I see the lines in his face from his love of the sun, and the white stubble that reminds me of salt. When we were first getting started, he was Richmond’s bad boy star detective cutting quite the figure with his comic book square jaw and brawn.

“Christmas wasn’t all that happy when we were growing up,” I’m telling him. “I’ll never forget our mother wringing her hands. I can hear her lamenting in Italian about not being able to pay the bills.”

It broke her spirit that she couldn’t give her two daughters much in the way of treats. There was nothing extra for indulgences, barely enough for essentials. I’d catch Mama crying and praying with her rosary beads when she thought no one was looking.

Nel nome del Padre, e del Figlio, e dello Spirito Santo. Amen.

“Yeah, I know,” Marino says. “Like something out of Dickens is the way Dorothy describes it, the two of you forced to work in the family grocery store when you were little.”

“Not her so much,” I reply. “And I never felt forced.”

By the time I turned ten, Papa was too sick to work at Scarpetta’s, the small market he owned in our Miami neighborhood of mostly Cubans and Italians.

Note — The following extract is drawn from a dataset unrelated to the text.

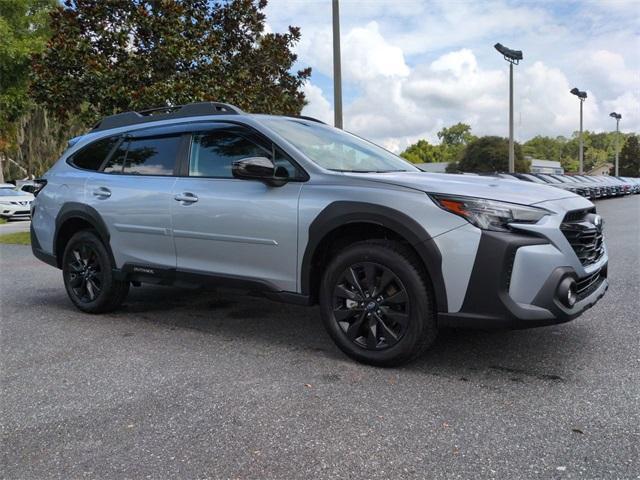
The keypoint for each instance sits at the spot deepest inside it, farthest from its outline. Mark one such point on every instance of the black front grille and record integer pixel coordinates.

Dorothy was supposed to help or at least watch the door, keeping an eye out for customers. Typically, she walked off the job, assuming she showed up at all.

She’d leave me working the cash register, stocking shelves and arranging fresh produce in bins. I can smell the sun-ripened tomatoes, the sweet onions and basil, the braids of garlic and wheels of pungent cheeses. I remember the displays of candy andgum that we wouldn’t think of helping ourselves to unless Papa offered.

“When we were kids, my sister didn’t face what was going on. And in some ways still doesn’t,” I’m saying to Marino as snow mixed with sleet clicks against the windshield.

“It’s not just the usual holiday blues, Doc,” he replies. “And it’s not because I got called out to deal with Dana Diletti and the fake ghost that showed up. Dorothy was already pissed at me before that. More pissed than I’ve seen her in a while. Maybe ever.”

Past the Safeway grocery store, we turn onto Alexandria’s main thoroughfare of King Street, snow crazed in our headlights. Heavy traffic has heated up the road, creating a watery slush that is treacherous in spots. Marino keeps his distance from the hydroplaning truck in front of us.

“Pissed at you about what? Has something happened that I don’t know about?” As I’m saying this, I’m sending Dorothy a text, checking on how she’s doing.

“She’s all worked up because of Janet again.” His resentment is palpable. “I hate to think how much time Dorothy spends in a day talking to her. You know as well as I do it isn’t healthy, and Janet’s managed to create a shit show.”

The Janet he refers to isn’t a living person, not anymore. She’s the AI programming running behind an avatar. Lucy began creating the software in earnest after the real Janet and their adopted son died of COVID five years ago while staying in London. My niece hasn’t forgiven herself for not being with them.

Her way of coping is relentless improvement of the algorithm, the AI Janet an Alexa or Siri gone quantum. It’s easy to forget the Janet we now know has been stitched together from recordingsmade while the real Janet was still among us. The avatar continues evolving, the emotional impact on us indescribable.

“With all due respect to Lucy, I wish Dorothy didn’t have that new AI app on her damn phone,” Marino is saying. “Things were bad enough before.”